Let's take a closer look at the factors with the biggest effect on the sale price:
And at the features with a negative effect-
For a homeowner looking to make changes to an existing home, the biggest impact to the home sale price would be generated by increasing the overall living area, where, all else being constant, each additional square foot added is expected to increase the home sale price by $138. Barring the ability to add on to the home (due to zoning or space restrictions), the homeowner may want to consider if it is feasible to remove an masonry veneer attached to the home, as the impact of no masonry veneer is greater than the impact of any other option.

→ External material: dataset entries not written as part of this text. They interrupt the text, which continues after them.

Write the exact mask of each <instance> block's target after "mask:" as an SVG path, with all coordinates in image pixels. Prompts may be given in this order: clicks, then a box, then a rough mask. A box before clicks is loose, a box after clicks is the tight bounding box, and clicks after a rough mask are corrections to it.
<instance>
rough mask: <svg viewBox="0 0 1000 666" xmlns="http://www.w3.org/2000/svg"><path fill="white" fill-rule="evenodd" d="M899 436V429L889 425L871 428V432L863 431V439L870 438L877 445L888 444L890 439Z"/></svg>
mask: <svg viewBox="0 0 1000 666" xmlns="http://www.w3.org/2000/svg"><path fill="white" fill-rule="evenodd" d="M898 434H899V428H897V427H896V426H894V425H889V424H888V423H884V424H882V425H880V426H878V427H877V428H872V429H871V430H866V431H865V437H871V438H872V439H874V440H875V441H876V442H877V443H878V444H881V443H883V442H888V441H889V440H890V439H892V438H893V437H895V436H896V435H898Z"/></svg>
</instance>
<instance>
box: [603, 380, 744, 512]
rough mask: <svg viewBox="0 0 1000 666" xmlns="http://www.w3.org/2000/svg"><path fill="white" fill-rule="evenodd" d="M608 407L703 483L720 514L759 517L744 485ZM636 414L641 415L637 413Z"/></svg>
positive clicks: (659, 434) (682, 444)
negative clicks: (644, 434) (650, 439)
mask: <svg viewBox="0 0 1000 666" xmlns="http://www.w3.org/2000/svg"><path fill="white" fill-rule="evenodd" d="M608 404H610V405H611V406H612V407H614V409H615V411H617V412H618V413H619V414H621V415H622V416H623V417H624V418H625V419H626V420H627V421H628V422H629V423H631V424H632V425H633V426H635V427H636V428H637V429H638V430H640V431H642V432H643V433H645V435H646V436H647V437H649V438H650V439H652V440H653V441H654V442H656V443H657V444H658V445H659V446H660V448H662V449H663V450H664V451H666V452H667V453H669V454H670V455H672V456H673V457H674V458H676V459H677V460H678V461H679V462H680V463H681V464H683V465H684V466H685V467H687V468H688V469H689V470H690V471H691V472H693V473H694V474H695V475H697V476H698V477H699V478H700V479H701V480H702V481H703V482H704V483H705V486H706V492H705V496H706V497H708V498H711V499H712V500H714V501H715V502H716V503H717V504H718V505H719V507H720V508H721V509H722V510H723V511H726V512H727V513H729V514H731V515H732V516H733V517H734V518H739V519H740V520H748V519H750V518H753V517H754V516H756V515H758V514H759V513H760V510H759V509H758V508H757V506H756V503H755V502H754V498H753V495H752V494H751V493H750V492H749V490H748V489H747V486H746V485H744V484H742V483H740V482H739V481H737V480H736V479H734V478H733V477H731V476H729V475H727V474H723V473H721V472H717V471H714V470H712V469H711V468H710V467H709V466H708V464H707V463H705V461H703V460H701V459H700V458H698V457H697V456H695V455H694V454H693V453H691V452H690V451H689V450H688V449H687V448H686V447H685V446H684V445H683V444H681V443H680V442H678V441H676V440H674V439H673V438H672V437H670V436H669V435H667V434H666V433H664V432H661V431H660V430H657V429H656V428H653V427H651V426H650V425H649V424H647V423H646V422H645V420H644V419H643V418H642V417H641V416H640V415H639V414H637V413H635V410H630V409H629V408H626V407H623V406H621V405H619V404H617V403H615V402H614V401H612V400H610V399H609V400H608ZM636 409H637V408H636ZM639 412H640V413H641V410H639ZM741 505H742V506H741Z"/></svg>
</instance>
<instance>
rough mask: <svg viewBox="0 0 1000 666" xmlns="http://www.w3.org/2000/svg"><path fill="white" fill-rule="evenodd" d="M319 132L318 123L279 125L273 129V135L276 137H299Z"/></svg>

Finally, let's take a look a the location. Different neighborhoods also have an (un)surprising effect on the sale price.
We also see that neighborhoods have a strong impact on the sale price of a home.
For an existing homeowner, this isn't as much in their control. When looking to buy, a potential homeowner may want to consider how much of the home price is due to the location.
Recommendations for Further Research
Due to time constraints, I was unfortunately unable to engineer as many features as I would like and I would be interested in seeing the comparative differences between Lot Size and Square footage. One interpretation of the results of this model is that for a real estate developer, their best strategy would be to buy a number of lots in the desirable Green Hills Neighborhood and build houses with as large a footprint as possible on the lot. I would be interested in plotting more of these interactions and examining the effect on the model.